Objectives: the present work aims at analysing the reality of the assistance offered to patients with depressive disorders through an observational study with descriptive and comparative strategies. More specifically, the objectives of this study are: to assess the characteristics of evidence based treatments in healthcare settings; it’s effectivity at reducing depressive symptoms and other related variables; and it’s efficiency.
Method: this work constitutes a retrospective and archival study that collects the results of psychological treatments that took place in a natural setting, which were followed up in a longitudinal fashion. An intentional sample of 89 cases diagnosed with either Major Depressive Disorder (80,9%) or Dysthymia (19,1%) at the “Clínica Universitaria de Psicología” [University Psychology Clinic] of the UCM was gathered. 78,7% of all cases were women, and 48,3% were undergoing pharmacological treatment; average length of current episode was 30,9 months, and average score on the BDI-II was 33 points. Several demographic, clinical and treatment variables were recorded to address the objectives of the study.
Results: patients received individualized, self-corrective treatments based upon psychoeducation, cognitive restructuring, behavioural activation, relaxation techniques, problem solving and social skills training, among other techniques up to a mean number of seven techniques, during 18 weekly sessions on average. A 35,96% of all patients terminated the intervention prematurely, with adherence to sessions and techniques and the global severity index of the SCL-90-R significantly associated to dropout. Treatments that ended prematurely were shorter and comprised fewer techniques in a significant way. Of the total sample, 80,3% patients reached a clinically significant change in depressive symptoms measured with the BDI-II, 86,2% with the BAI. The amount of reduction on BDI-II scores was
related to the use of social skills training; moreover, more severely disturbed patients and those diagnosed through BDI-II and clinical judgement had a better improvement. Younger patients, those with lower pre-treatment scores on the BAI and the global severity index of the SCL-90-R, and those with better functioning, assessed through the GAF, reached remission with a significantly higher chance.
Treatment was cost-effective related to pharmacological treatment delivered at Primary Care; specifically, direct average costs of increasing in 1% the amount of the treated sample that reached remission in Primary Care was 34,9% (considering just treatment) or 11,0% (considering assessment and treatment) higher than that of the evidence based psychological treatment.
Discussion: it is confirmed in the present study that treatments delivered at a healthcare setting with an evidence based clinical practice approach are equivalent in length, techniques and “dosage” to the empirically supported treatments, specially Beck’s cognitive therapy, although additional components are included on the basis of clinical judgement; in the case of relaxation techniques and problem solving training, they don’t seem to increase improvement in a significant manner. It’s not possible to reliably assess the effect of cognitive restructuring and behavioural activation; therefore, there is room for treatment reduction and cost- effectiveness improvement.
Treatment’s effectivity, based upon the contrast with effect sizes and improvement ratios, was as good as or better than other treatments in healthcare or research settings, with a high dropout rate, but consistent with that found at other university settings.
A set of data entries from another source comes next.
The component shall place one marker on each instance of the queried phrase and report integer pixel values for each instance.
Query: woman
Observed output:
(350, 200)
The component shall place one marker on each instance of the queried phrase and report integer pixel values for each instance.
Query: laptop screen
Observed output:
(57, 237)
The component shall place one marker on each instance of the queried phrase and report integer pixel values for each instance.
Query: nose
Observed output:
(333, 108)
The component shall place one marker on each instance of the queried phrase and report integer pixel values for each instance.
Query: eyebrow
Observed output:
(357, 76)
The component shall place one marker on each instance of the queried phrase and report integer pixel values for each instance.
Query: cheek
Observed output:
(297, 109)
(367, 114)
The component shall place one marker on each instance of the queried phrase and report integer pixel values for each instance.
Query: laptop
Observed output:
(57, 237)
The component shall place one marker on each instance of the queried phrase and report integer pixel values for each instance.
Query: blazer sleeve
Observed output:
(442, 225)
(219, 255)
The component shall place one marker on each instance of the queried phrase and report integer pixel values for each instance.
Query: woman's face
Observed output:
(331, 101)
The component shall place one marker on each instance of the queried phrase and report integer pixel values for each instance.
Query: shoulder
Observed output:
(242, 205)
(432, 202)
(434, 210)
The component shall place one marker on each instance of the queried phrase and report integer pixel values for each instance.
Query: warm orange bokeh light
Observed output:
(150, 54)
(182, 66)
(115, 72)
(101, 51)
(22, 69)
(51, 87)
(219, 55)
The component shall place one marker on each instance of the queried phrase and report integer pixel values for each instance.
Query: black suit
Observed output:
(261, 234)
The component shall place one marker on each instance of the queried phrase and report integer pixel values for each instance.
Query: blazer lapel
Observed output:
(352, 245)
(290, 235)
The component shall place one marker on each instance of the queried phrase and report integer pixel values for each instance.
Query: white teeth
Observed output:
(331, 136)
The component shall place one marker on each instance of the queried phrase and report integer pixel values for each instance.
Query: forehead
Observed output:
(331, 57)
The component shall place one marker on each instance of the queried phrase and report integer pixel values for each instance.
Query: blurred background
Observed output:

Theses results were not affected by potentially confounding variables as the payment of a reduced fee for the members of the university community, the use of adjunctive pharmacological treatment, or the diagnosis of Dysthymia versus Major Depressive Disorder. On the other hand, the diagnostic procedure, whether it was SCID or clinical judgement, did produce differences.
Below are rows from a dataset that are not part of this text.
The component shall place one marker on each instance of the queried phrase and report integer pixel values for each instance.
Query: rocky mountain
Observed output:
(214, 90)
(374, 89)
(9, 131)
The lack of a significant effect of treatment duration, and the evidence that patients that prematurely terminated interventions did nonetheless benefit from them is consistent with a “good enough level” (GEL) model, which states that patients undergo treatment until they decide that they have improved enough related to objective and subjective costs of treatment.
Generalizability of the results of this study is high according to standardized criteria. Among the limitations of this study are the lack of long term follow up for many cases, the high amount of missing values among post treatment measures – which is nonetheless common in healthcare clinical practice; and the archival nature of the study, which precludes the use of adequate experimental controls and hence might hamper it’s internal validity.
Conclusions: this study supports the empirical evidence on the effectivity of evidence – based treatment of depressive disorders in healthcare settings. Patients’ change pattern seems consistent with the seeking of a good enough level.
Additionally, evidence-based psychological intervention was more expensive, but also more cost-effective, regarding direct healthcare costs, than treatment delivered in Primary Care settings. Moreover, there is room for further increase of its efficiency, positioning evidence based psychological treatment as a highly competitive treatment option.
From these results, the prolongation of psychological treatments until improvement is reached, while the objective and subjective costs of the intervention are considered, it’s recommended, as is the use of clinical case formulation as a way of reducing treatment’s length, getting rid of superfluous elements and emphasizing instead the interpersonal themes of depression.
Regarding future studies, the development of measure tools that promote adherence to its use and longitudinal follow up, and the use of multivariate methods to identify dropout and improvement predictors, are encouraged.
Keywords: depression: evidence based practice; effectivity; cost-effectiveness; moderating variables.